Suddenly, more than a dozen veteran Hong Kong democratic movement titans were arrested on Saturday April 18 for their role in large-scale protests last year.
As the government detains opposition figures more and more frequently – including a disturbing arrest at midnight of a local councilor accused of sedition – the mass arrest of the weekend is of a scale and unprecedented importance, and marks a major step forward in China’s crackdown on the city. opposition movement.
The arrests took place as China was just beginning to emerge from its first wave of the coronavirus epidemic, newly triumphant over its success in containing the epidemic quickly as countries around the world – including western democracies – continue to struggle with increasing deaths and overwhelmed medical systems.
Among the 15 arrested were media mogul Jimmy Lai, whose daily Apple Daily is sharp in his disdain for the Chinese Communist Party; heavyweight lawyers Margaret Ng and Martin Lee, and former “Long Hair” opposition lawmakers Leung Kwok-hung, Albert Ho, Lee Cheuk-yan and Au Nok-hin, who was recently convicted of assaulted a police officer for speaking too loudly through a megaphone. They were all arrested “in connection with organizing and participating in unauthorized rallies,” said the government’s security office.
Martin Lee, 81, widely known as the “father of democracy in Hong Kong,” said he was proud to finally be an accused and to join the ranks of those charged.
The arrests quickly sparked widespread international reprimand, including from the US Attorney General William Barr, President of the Democratic Chamber Nancy Pelosi, Democratic presidential candidate Joe Bidenand secretary of state Mike Pompeo. Australian Foreign Minister Marise Payne specifically called on China to use the coronavirus crisis as a cover, as it did Jim McGovern, American Democrat and Chairman of the Congress Executive Committee on China. The European Union spokesman for foreign affairs said the arrests “require careful consideration. ”
The Hong Kong government has said that the arrests were “not politically motivated” and that they were carried out in strict accordance with the law. In the past month, however, Beijing has stepped up calls for a controversial national security law in Hong Kong, which critics say will further erode the city’s civil liberties. The central government has also claimed full authority to interfere in local Hong Kong affairs – something the city’s mini-constitution expressly prohibits – and the Hong Kong government supported this claim, but not without a series embarrassing flip flops.
In recent weeks, China has intensified its aggressive posture on the diplomatic scene in an attempt to refocus the coronavirus narrative of its faux pas and its initial cover-ups to its success in the fight against the disease, which it has registered to the superiority of the Chinese political system. His argument for the strength of his authoritarian model was reinforced by the clumsy epidemic responses of Western democracies.
China seems to be taking advantage of the pandemic as a rare opportunity to make aggressive gains on several fronts, betting that it will face a significant minimal setback from foreign governments distracted by their own epidemic response. Chinese government officials and academics have already defined the coronavirus crisis as a chance to advance overseas expansion of its businesses. China has also recently renewed its activities in the disputed waters of the South China Sea.
Chinese diplomats also strike while foreign governments find themselves on their hind legs. The Chinese Embassy in France endorsed the view that western governments let elderly residents die in nursing homes, for example, while the ambassador to Botswana dismissed reports that Africans were victims of discrimination in China by accusing the media of making “unilateral allegations”. Countries around the world, however, have summoned Chinese diplomats to protest their rhetoric.
The challenge for foreign governments will be to identify and respond adequately to China’s maneuvers, even if an internal health crisis continues to occur. In particular, the arrests now present a concrete scenario in the United States to assess how to apply the Hong Kong law on human rights and democracy, adopted last November. The law requires the government to assess whether Hong Kong should continue to enjoy special trade and economic advantages in the United States, such as being sheltered from tariffs on Chinese products.
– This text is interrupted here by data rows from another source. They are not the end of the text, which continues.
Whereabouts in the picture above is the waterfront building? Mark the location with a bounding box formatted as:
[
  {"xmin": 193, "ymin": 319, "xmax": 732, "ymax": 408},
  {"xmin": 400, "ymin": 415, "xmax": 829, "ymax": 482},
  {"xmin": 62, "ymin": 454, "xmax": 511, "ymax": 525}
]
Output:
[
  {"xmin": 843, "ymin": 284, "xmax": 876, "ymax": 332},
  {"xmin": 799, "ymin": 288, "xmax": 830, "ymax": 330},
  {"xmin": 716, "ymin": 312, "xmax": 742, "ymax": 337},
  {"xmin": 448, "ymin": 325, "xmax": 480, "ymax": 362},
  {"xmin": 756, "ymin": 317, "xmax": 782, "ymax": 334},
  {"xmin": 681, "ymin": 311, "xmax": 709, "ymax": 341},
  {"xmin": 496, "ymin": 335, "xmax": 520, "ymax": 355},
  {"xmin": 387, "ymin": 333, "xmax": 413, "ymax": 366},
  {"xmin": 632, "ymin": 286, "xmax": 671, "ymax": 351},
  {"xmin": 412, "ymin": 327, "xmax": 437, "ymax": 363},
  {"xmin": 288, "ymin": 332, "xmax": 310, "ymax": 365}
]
Hong Kong appears to have weathered the first wave of the coronavirus epidemic with relative success, but there are concerns that the government will use public health restrictions to suppress protests after the pandemic has subsided. There have already been cases of what looks like selective application of health rules to target the protest movement.
Although large-scale protests have paused due to the pandemic, the resistance movement is by no means finished because people’s grievances are still not being addressed. The mass arrests only deepen them. A number of crucial dates are looming on the horizon: the vigil of Tiananmen Square on June 4; the first anniversary of the million-person march last June and the annual July 1 march. An increase in public anger seems likely, in whatever form it may take in the post-pandemic world of Hong Kong.